Le groupe audiovisuel public canadien CBC/Radio-Canada a confirmé la suppression de 600 emplois en raison «de la diminution des revenus publicitaires de la télévision et de la concurrence féroce des géants du numérique».

Le groupe CBC/Radio-Canada va supprimer 600 postes. Les premiers licenciements doivent intervenir dans les semaines qui viennent « mais la plupart seront mis en œuvre au cours des 12 prochains mois », a précisé le diffuseur public dans un communiqué. CBC/Radio-Canada a également prévu de réduire ses dépenses de programmation pour permettre au total 125 millions de dollars d’économies pour l’exercice 2024-2025. Au final, 250 des suppressions de poste concerneront CBC, le réseau anglophone du groupe, et 250 autres Radio-Canada, sa partie francophone, le reste touchant des fonctions techniques et de support.

Le groupe a également annoncé que « près de 200 postes actuellement vacants » […] « seront abolis ». « CBC/Radio-Canada n’est pas à l’abri des bouleversements que subit l’industrie canadienne des médias », a déclaré sa PDG Catherine Tait, estimant que, face à ces pressions, le groupe n’avait « plus la souplesse nécessaire pour continuer sans compressions ».

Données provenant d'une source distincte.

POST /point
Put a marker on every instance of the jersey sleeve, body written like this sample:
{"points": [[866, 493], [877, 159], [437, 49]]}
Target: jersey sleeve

« Ces pressions découlent des mêmes facteurs structurels qui touchent l’ensemble des médias canadiens, notamment la hausse des coûts de production, la diminution des revenus publicitaires à la télévision et la concurrence féroce des géants du numérique » a-t-elle ajouté. Le diffuseur public n’avait pas connu pareilles coupes depuis l’arrivée au pouvoir du gouvernement de Justin Trudeau, en 2015.

Début octobre, CBC/Radio Canada avait annoncé que les créations de poste étaient gelées jusqu’à nouvel ordre et que les départs ne seraient pas remplacés.

« Nous comprenons à quel point cette annonce est préoccupante pour les personnes concernées et pour la population canadienne qui compte sur nos émissions et nos services », a encore déclaré Catherine Tait, promettant « plus de précisions dans les mois à venir ».

« Jour sombre »

Il s’agit d'« un jour sombre » pour le diffuseur public et pour l’accès à l’information, a réagi le Syndicat des travailleuses et travailleurs de Radio-Canada dans un communiqué. « Nous sommes atterrés », a renchéri la présidente de la Guilde canadienne des médias, Annick Forest. « Nous demandons au gouvernement fédéral de garantir sans attendre un financement stable à CBC/Radio-Canada, et ce avant que le diffuseur public devienne incapable de remplir son mandat », a-t-elle ajouté.

De nombreux médias canadiens sont actuellement dans une mauvaise situation financière et le groupe public n’est pas le premier à annoncer un plan social. Début novembre, plus de 500 employés du groupe TVA ont été licenciés, soit environ le tiers des effectifs.

Pour tenter de soutenir le secteur, le gouvernement canadien s’est lancé depuis cet été dans un bras de fer avec Google et Meta - propriétaire de Facebook et Instagram - pour les obliger à conclure des accords commerciaux avec les médias pour la diffusion de leurs contenus sur leurs plateformes. La semaine passée un accord « historique » a été signé avec Google. Mais de son côté, Meta, qui bloque au Canada l’accès aux contenus d’actualité de médias sur ses plateformes depuis le 1er août, continue de s’opposer à la loi.

La législation vise à soutenir le secteur de l’information au Canada où plus de 450 médias d’information ont fermé leurs portes depuis 2008.